A few months later, well after all this had died down, Izzo admitted that he might not have handled the entire situation as well as he could have. From MLive.com:

Izzo said he has contemplated how he handled that process in the months since then, including talking to other people about how they believe such a situation should be handled, and said he “should’ve been more available” while talking with the Cavaliers.

He's exactly right. Izzo cloistered himself away from media for two weeks, and understandably so -- he wanted the chance to make a potentially life-altering decision with his family, friends, and a lack of outside influence. But this sort of silence fuels speculation. It breeds rumor. It gives reporters no other choice but to collect as much information from second-hand sources as possible. And when the dust finally settled, the Michigan State administration was there to blame the media.

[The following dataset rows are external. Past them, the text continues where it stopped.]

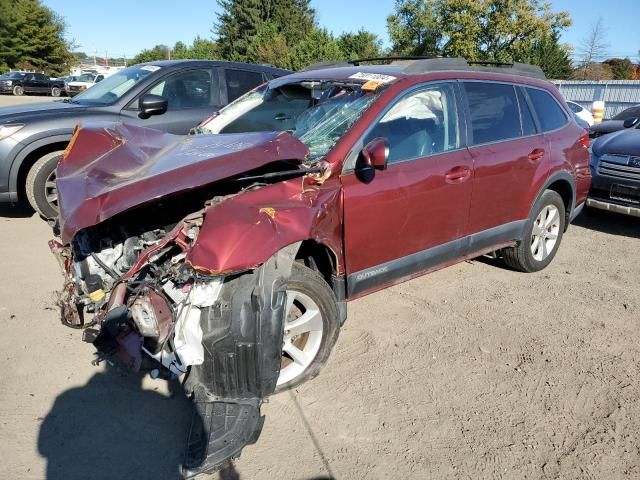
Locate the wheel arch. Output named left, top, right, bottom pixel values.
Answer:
left=9, top=133, right=71, bottom=201
left=529, top=171, right=576, bottom=231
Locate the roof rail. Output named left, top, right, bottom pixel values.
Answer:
left=403, top=57, right=547, bottom=80
left=304, top=56, right=547, bottom=80
left=303, top=55, right=433, bottom=72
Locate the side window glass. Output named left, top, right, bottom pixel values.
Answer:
left=464, top=82, right=522, bottom=145
left=527, top=88, right=567, bottom=132
left=146, top=69, right=218, bottom=111
left=364, top=85, right=460, bottom=163
left=516, top=88, right=537, bottom=135
left=224, top=69, right=264, bottom=103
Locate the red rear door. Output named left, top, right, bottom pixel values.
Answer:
left=464, top=82, right=549, bottom=233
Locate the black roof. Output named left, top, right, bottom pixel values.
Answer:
left=138, top=59, right=291, bottom=75
left=304, top=57, right=546, bottom=80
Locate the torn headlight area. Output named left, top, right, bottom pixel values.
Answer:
left=51, top=210, right=212, bottom=375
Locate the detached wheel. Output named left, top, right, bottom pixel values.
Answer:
left=503, top=190, right=566, bottom=273
left=276, top=263, right=340, bottom=393
left=25, top=150, right=64, bottom=218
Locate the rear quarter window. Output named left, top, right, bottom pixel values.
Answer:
left=464, top=82, right=522, bottom=145
left=527, top=88, right=568, bottom=132
left=224, top=69, right=264, bottom=103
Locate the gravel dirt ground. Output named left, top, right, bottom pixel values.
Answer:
left=0, top=97, right=640, bottom=480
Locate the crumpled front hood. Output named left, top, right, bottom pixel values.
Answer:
left=57, top=123, right=309, bottom=243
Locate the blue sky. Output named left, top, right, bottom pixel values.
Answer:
left=43, top=0, right=640, bottom=61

Was some of that the media's fault? Sure. Was it perfect in its coverage of Izzo? No. That goes for mainstream types, blogs, whatever. But if Izzo had handled his decision-making process with more transparency -- if he had taken 10 minutes one day to sit down with a reporter and said, "Hey, look, I'm thinking about this, it's out there, but nothing is final yet, it may never be final, you guys will be the first to know, and I'd appreciate your respect for my process and my family's privacy in the meantime" the messy backchannel stuff and second-hand "multiple sources" nonsense would have gained far less traction. It wouldn't have been necessary. Izzo would have commanded that level of respect.

Which is not to pick on the Spartans head coach. His case is long since over; it's more instructive than anything. But when the next major head coach considers a job jump, and the rumors start flying, he should take a word of advice from Izzo. Be honest about it. Secrets, as they say, are no fun.